他にも半導体の産業は、年間2,640億ガロンという大量の水を消費し、個々の工場が1日に使用する水の量は、数千万ガロンになる。これを考慮すると、米国の平均的な水の使用量は1人1日あたり約82ガロン(310リットル)であり、1000万ガロンは小都市(人口122,000人)の家庭の1日の水の消費量に相当するといったことが書かれている記事(参照:https://www.semiconductor-digest.com/water-supply-challenges-for-the-semiconductor-industry/)も見つけることができ、2016年の古い記事にはなるが、オレゴン州の小さな町、プラインヴィルに位置するデータセンターを中心に、フェイスブックやアップルなどのテクノロジー企業が水の消費を削減しようとしている背景について語られている記事(参照:https://www.earthmagazine.org/article/thirsty-business-how-tech-industry-bracing-water-scarce-future/)では、データセンターは世界の電力使用量の約2%を占めており、冷却には水が必要で、中規模の15メガワットのデータセンターでは、伝統的に数十万リットルの水を一日中使用する。さらに、サーバー内部には水を必要とするマイクロチップがあり、ラップトップやスマートフォンのチップ1つを作るために最大30リットルの水が必要で、平均的な半導体工場は、5万人の町と同等の水を1年で消費することが書かれている。

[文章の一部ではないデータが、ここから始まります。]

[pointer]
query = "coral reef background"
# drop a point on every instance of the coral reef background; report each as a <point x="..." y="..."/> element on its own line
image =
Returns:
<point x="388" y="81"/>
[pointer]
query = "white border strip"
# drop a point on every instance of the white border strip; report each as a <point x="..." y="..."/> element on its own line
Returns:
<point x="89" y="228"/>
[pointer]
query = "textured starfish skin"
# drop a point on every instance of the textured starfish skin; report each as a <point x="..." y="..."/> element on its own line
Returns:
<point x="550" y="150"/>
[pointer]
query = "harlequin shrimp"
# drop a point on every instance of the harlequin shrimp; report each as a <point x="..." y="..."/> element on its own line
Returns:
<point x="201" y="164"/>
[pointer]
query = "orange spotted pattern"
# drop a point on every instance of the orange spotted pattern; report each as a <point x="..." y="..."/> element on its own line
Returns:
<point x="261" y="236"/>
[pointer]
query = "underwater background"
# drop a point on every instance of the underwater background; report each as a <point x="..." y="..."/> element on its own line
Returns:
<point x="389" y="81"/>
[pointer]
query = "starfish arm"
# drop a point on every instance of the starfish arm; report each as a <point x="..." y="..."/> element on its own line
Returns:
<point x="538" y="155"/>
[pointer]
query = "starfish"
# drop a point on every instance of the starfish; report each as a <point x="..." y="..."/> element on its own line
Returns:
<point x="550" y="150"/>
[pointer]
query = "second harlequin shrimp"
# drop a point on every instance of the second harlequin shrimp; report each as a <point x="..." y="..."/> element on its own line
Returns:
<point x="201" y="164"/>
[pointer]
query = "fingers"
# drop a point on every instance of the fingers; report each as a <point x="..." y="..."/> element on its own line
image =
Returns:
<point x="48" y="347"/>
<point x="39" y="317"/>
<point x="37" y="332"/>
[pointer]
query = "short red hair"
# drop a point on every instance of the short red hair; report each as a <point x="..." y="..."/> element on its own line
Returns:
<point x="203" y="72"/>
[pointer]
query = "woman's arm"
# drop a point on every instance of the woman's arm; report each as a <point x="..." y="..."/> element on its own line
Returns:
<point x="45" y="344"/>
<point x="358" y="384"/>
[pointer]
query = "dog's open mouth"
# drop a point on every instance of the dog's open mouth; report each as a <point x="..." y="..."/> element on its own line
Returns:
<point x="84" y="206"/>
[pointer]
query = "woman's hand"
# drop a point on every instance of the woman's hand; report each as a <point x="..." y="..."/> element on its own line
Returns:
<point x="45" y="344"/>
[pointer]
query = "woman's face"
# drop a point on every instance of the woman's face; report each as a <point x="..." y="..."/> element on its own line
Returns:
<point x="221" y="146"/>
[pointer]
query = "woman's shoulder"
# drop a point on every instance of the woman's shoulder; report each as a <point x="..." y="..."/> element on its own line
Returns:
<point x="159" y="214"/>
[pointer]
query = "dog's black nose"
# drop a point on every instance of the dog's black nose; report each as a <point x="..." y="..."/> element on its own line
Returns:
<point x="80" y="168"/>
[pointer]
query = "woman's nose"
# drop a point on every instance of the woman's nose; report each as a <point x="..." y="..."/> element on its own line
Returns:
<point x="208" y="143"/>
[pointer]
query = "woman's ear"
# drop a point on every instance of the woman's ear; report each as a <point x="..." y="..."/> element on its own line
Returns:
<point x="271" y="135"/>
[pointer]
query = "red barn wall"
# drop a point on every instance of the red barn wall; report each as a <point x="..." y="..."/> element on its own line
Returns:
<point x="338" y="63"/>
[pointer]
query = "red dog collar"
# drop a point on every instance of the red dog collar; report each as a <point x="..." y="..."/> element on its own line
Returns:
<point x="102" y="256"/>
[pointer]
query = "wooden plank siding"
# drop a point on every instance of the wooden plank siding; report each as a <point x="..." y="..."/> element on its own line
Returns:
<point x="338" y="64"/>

次に日本での現状についても書いてみる。日本の東京都千代田区に本社を置く半導体メーカーである「ラピダス(Rapidus)」は、北海道千歳市に次世代半導体工場の建設を勧めているが、量産時に必要な下水インフラを整えようとしている。ラピダス(Rapidus)が目指す2027年の量産開始時には工場で1日数万立方メートルの水が必要とされるので、半導体の製造においても水が必要なことがわかる(参照:https://www.nikkei.com/article/DGXZQOFC127R80S3A910C2000000/)。

なお、テクノロジー(半導体、AI)と水の関係については引き続き時間があれば調査を行い、追記したいと思う。